By Amy Donaldson, Deseret News

Feb. 15, 2012

Editor's note: This is the eighth in a series of articles looking back on the 2002 Winter Games in conjunction with the event's 10-year anniversary.

SALT LAKE CITY — In the lobby of the lodge at Deer Valley there are images that transport Emily Cook's heart to Feb. 16, 2002. Her Olympic career was just beginning and she was full of youthful optimism and exuberance.

Then just 22, she qualified for the U.S. Olympic team in aerials about six weeks before Deer Valley hosted the 2002 freestyle events when she won the Gold Cup. But a few weeks later she broke her feet while training for a competition in Lake Placid.

Coaches decided to give her spot to another promising aerialist, Jeret "Speedy" Peterson. He made sure she was part of the competition by writing "Hi, Emily" on the palms of his gloves.
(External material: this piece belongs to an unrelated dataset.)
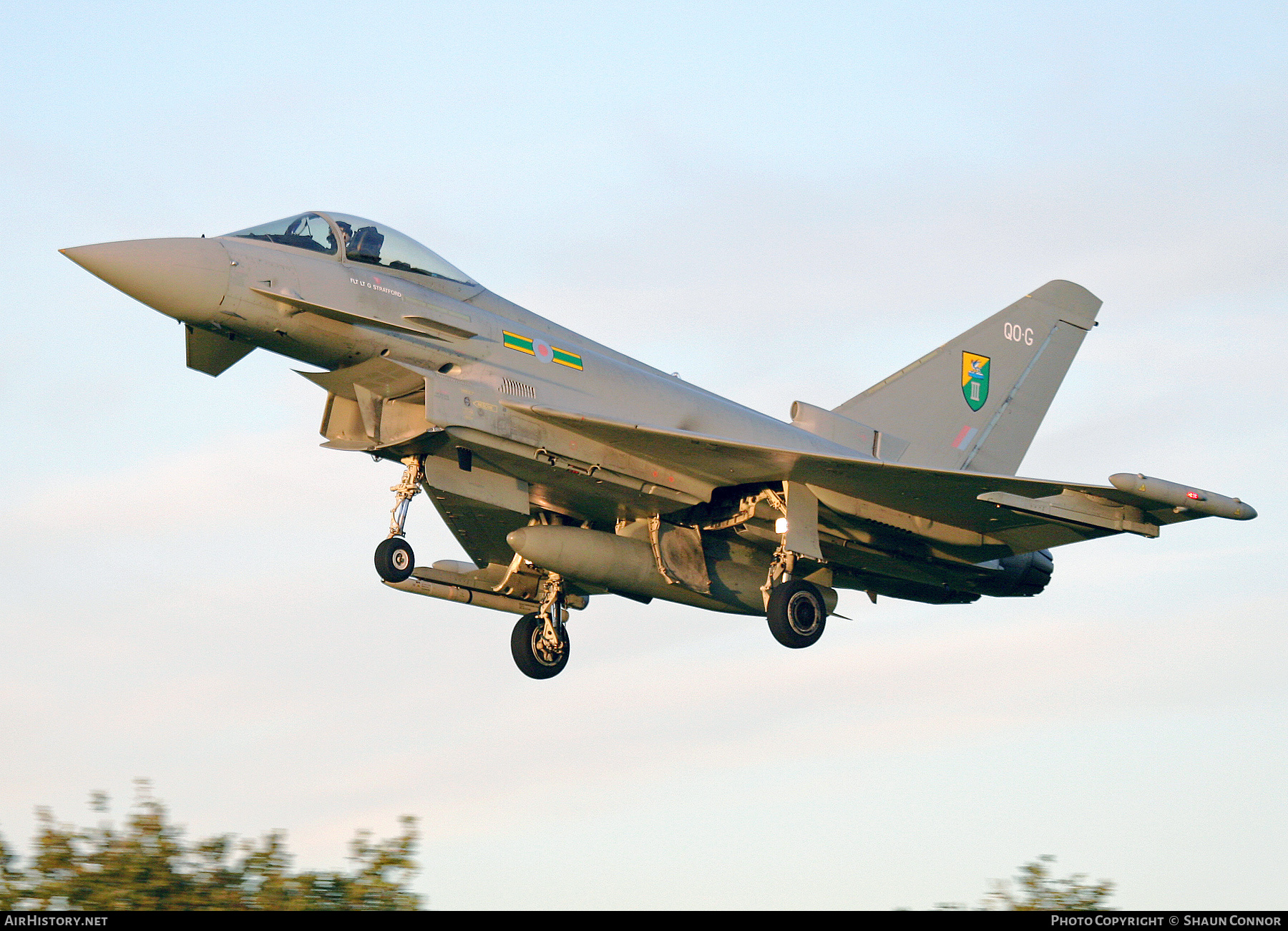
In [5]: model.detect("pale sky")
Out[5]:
[0,0,1288,909]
He flashed them at her — and television cameras — as he made his way through the crowds that sunny afternoon.

"It was bittersweet," said Cook, now 32 and still competing. "Looking back, to be quite honest, I'm not sure I was prepared to be the best in the world then. I was young, fairly inexperienced. I'd been on the podium the year before, and I thought I was on top of the world."

She said she learned more from watching her teammates compete than if she'd been able to compete with them.
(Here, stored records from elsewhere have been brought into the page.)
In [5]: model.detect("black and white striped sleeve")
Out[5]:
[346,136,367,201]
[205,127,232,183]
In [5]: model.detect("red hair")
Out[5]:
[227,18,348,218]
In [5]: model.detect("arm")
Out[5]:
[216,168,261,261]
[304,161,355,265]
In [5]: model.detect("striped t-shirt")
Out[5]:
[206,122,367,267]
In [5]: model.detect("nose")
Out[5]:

"I think it would have been a great learning experience," said Cook. "I learned more from not participating than I would from actually participating."

And if she'd won? "I probably would have continued, but I don't think I would be here now. It's one thing that keeps me in. I'm so very positive that I am a way better jumper than what I have shown."

She went on to make the 2006 and 2010 Olympic teams and said she's training for 2014 right now.

She loves the sport as much as she ever has.

"I love breaking down the jumps, love watching video, love trying to figure out how to twist faster, the more technical aspects," she said. "And I see the sport going in that direction."

Her memories of 2002 are more emotional on this 10th anniversary because Peterson took his own life this summer. His mother gave Cook the gloves he wore, along with a picture of the two taken in 2006, which she has framed at her house.

She was at Deer Valley when USSA officials honored Peterson by naming the lift that takes aerialists to the top of the kickers "The Hurricane." It was the jump Peterson landed in the 2010 Games that earned him a silver medal.

And now she knows she must do for him what he did for her 10 years ago today. "I've never been at Deer Valley without him," said Cook of Peterson. "We all miss him a lot. … It's hard not having him on the hill, but at the same time, I feel a responsibility to pass on all of those amazing qualities to all of the athletes."

"I have done my fair share of mourning and grieving, but I will get it together on the hill. I know how to hear his voice in my head and use it to my advantage. I will do what he's always done for me," she said. "He was jumping for me."